Folger characterizes the Netherlands as pioneers when it comes to coastal planning.  The country boasts miles of man-made sea barriers, 10,000 miles of dikes, movable pylon barriers, and floating structures that are architecturally striking, while remaining one hundred times lighter than glass.9  In fact, much of the Netherlands’ low-lying coasts have nearly unnoticeable barriers and dikes that seamlessly blend into the landscape unnoticed.  However, what is perhaps most notable about the Netherlands plans for combating sea level rise is that many of these improvements are built to withstand 10,000 year floods, while it is almost unheard of for Americans to plan further in the future than 100 year flooding events.10  Therefore, it seems that as Virginia and other coastal regions begin planning for sea level rises in 2100, we could benefit from following the example set by the Netherlands by planing for larger flooding events.

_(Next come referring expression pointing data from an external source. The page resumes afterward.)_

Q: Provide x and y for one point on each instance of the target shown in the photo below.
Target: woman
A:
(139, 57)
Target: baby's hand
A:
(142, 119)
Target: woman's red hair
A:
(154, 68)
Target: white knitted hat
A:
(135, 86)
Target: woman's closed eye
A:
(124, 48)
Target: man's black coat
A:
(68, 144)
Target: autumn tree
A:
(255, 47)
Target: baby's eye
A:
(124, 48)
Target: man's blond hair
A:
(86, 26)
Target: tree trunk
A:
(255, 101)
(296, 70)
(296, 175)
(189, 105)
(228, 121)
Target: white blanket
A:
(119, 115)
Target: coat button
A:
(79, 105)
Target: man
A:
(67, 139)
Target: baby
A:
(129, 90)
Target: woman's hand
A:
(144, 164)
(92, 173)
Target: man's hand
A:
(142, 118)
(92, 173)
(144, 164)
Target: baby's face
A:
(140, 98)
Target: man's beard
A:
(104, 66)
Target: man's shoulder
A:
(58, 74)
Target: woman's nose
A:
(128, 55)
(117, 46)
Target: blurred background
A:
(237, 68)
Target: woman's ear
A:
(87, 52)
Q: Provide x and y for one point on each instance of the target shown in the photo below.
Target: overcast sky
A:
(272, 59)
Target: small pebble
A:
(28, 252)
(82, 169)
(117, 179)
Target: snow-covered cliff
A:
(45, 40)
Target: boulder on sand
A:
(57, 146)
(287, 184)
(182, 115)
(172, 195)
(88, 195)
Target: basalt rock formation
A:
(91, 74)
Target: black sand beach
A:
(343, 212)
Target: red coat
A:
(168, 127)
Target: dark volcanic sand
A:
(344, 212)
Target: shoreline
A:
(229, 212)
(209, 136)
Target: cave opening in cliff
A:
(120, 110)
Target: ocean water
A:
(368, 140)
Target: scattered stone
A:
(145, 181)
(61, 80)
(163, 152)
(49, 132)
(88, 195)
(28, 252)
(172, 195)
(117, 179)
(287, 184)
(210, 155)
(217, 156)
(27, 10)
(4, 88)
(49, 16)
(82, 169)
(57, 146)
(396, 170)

However, the strategies for mitigating sea level rise in the Netherlands offer even more promise for the Virginia coasts because of their adherence to making their protective strategies as natural as possible.  Nearly all of the coastal regions in the Netherlands are covered in man-made barriers and dikes, but most of these constructions are cleverly hidden, tucked under streets, buildings, and removed from sight.11  The ability to hide and conceal these measures brings special appeal to Virginia’s coasts, which have an economic interest in keeping the coasts scenically beautiful and capable of continuing to draw in tourists.12

In addition, the Netherlands boast the Zandmotor, which allows an enormous volume of sand to be applied to one coastal area once and then works with the natural movements of wind, sea, and waves to spread the sand along the beach gradually over time — broadening the natural dunes and protecting areas further inland.  All of these natural measures taken in the Netherlands and discussed by Folger in his article show great promise for Virginia’s coasts and should be considered as Virginia continues to plan for rising seas.

Unfortunately, it is not clear that any of the solutions being considered by New York City, New Orleans, or the Netherlands will be perfect fits for Virginia’s coasts.  While New Orleans has already installed effective sea barriers that withstood over 13.6 ft storm surges and New York City is considering similar measures, these measures are just for the cities themselves.13  The measures outlined in New York’s plan may ultimately protect a 520 mile area, but this still remains a significantly less daunting area to protect than Virginia’s 10,577 miles of vulnerable coastline.14  And while the efforts taken by the Netherlands are far more comprehensive, the Netherlands still only has 1,189 total miles of coast to protect.15  Further, the efforts in the Netherlands have been made slowly and deliberately over 1,000 years, while many coastal areas in Virginia haven’t even fully mapped out the extent of the threats.16

As Virginians, we remain at-risk for sea level rise and from an economic perspective, there is a lot at stake whenever a major hurricane event occurs.  In addition, Virginia’s expansive, 10,000 miles of coastline is also at risk to suffer significantly from the slow, gradual effects of sea level rise expected by 2100.  Unfortunately, though, unlike New Orleans and New York City, localized barriers stretching only a few miles will not protect all of Virginia’s coastal population.  We are also almost 1,000 years behind the efforts to protect coasts in the Netherlands.

What does of this really mean for Virginia’s coastline?  There will be a long, hard road ahead.  That is not to say that it cannot and will not be done, but it is simply to say that the costs Folgers predicts in his article need to be seriously considered by Virginians today.